セイルに持たせるとロクな事が起きないと判断したからである。
「ていっ! この手鏡は私が預かりますよ。セイル様だと無くすか、うっかり壊してしまうか、うっかり敵に盗まれる可能性がありますからね」
「それで良いよ。僕も、値打ち物の手鏡恐れ多くて持てないよ」
自分の不甲斐無さを知っているセイルはアルトリアに従うしかなかった。
「ミレル殿の一件は、ウマル殿から聞いた方がよろしいでしょう。ウマル殿なら、ミレル殿の事を詳しく事を知ってるはずです」
アルトリアはミレルに手鏡を渡すのはウマルに話してからどうかとセイルに進言する。
「うん、お祖父様はミレルの親代わりだから知ってるはずだよ」
「それでは、瞬間移動で帰りますよ」
瞬間移動で帰ろうというアルトリアにセイルはまったをかける。
アルシャッド王太子の事を置いて帰ろうとしたからである。
「おい、アルシャッド殿下を置いていくのかよ!ジェムが抹殺するんじゃないか」
アルトリアはアルシャッド王太子が大丈夫な理由を涼しい顔でセイルに話す。
逆にセイルの甘さなどを指摘し初める。
「彼ならば大丈夫です。ジェムも従弟のファード王子を王にするのが優先ですから、その状況で王太子殿を殺せば変な噂が立ちますからね」
「それはそうだけど。アルトリアは冷たすぎるんだよ・・・何でもドライに片付けるんだよ」
王太子が無事助かる理由を論理的に述べられ反論を塞がれたセイルは泣きそうな顔でアルトリアのやり方を冷たいと非難するが、アルトリアはそれだけですかとセイルの甘ちゃんぶりに呆れるだけであった。

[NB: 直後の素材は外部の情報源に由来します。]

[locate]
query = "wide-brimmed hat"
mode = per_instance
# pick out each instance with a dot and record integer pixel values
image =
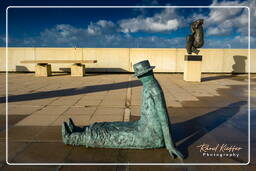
(142, 67)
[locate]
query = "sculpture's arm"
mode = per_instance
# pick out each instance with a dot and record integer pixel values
(163, 117)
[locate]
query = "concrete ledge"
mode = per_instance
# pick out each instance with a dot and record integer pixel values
(193, 58)
(43, 70)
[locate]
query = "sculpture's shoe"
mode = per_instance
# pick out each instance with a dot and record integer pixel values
(65, 132)
(71, 125)
(178, 154)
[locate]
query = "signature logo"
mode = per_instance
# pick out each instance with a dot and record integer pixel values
(219, 150)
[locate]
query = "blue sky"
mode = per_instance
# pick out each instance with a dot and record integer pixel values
(125, 27)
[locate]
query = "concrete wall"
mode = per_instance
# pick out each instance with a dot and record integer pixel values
(122, 59)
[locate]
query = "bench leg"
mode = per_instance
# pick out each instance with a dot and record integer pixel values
(43, 70)
(78, 70)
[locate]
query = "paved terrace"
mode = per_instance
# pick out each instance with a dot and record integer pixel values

「全くどうして、貴方という方は感傷的で甘ちゃんなんですかね。今ここで議論すべき場所じゃないですよ。早く逃げますよ」
そう言うと、アルトリアはセイルの手をつかみ瞬間移動魔法を発動させる。
「はっ離してよ!話はまだ、終わってないよ!アルトリア!」
「駄目です。もう少しクールになって下さい」
セイルは手を離そうとするが、アルトリアの腕力に勝てず瞬間移動してしまう。

ー王都内でセイルが借りている安宿のセイルたちの部屋ー

「きゃあぁぁっ!!?」
そこに出現したセイルとアルトリアが最初に耳にしたのはミレルの叫び声だった。
「ぼ…坊ちゃま!アルトリアさん!い…一体何なんですかぁ!?いきなり部屋の中に現れたりしてぇ…めちゃくちゃビックリしたじゃないですかぁ!ちゃんとノックして外から入って来てくださいよぉ!」
「も…申し訳…いや、ごめん。ミレル…」
「失礼、こちらにも色々と事情がありまして…して、ミレル殿は一体何をなさっておいでだったのですか?」
ミレルはベッドの上に居た。
彼女の服は乱れており、なぜかセイルの上着を抱えていた。
「な…何でもないですよ!」
顔を真っ赤にして否定するミレル。
「あの…ミレルさん…どうして半裸で僕の服を持ってベッドの上に?…てゆうかそれ確か洗濯に出そうと思ってたヤツ…」
「何でもないですよぉ!!」
「セイル様、あまり追及する物ではありませんよ。この場合、瞬間移動でいきなり室内に出現した我々に非があります」
「そ…それもそうだね…あ!てゆうかテメェ!瞬間移動なんて反則技使えるんだったら王太子殿下を国王陛下の所に直接連れて行ってやれば良かったじゃないか!」
「それが出来れば苦労はありませんよ。国王の寝室には外部から魔法を使って入れないよう魔法封じの呪印が施されていましたからね」
「そ…そうなんだ…」
「あの…話がサッパリ見えないのですが…」
「そうだ!ミレル、朗報があるよ。家が手に入ったんだ。もう宿屋暮らしはお終いだよ」
セイルはミレルにジェムから屋敷を貰った事を伝えた。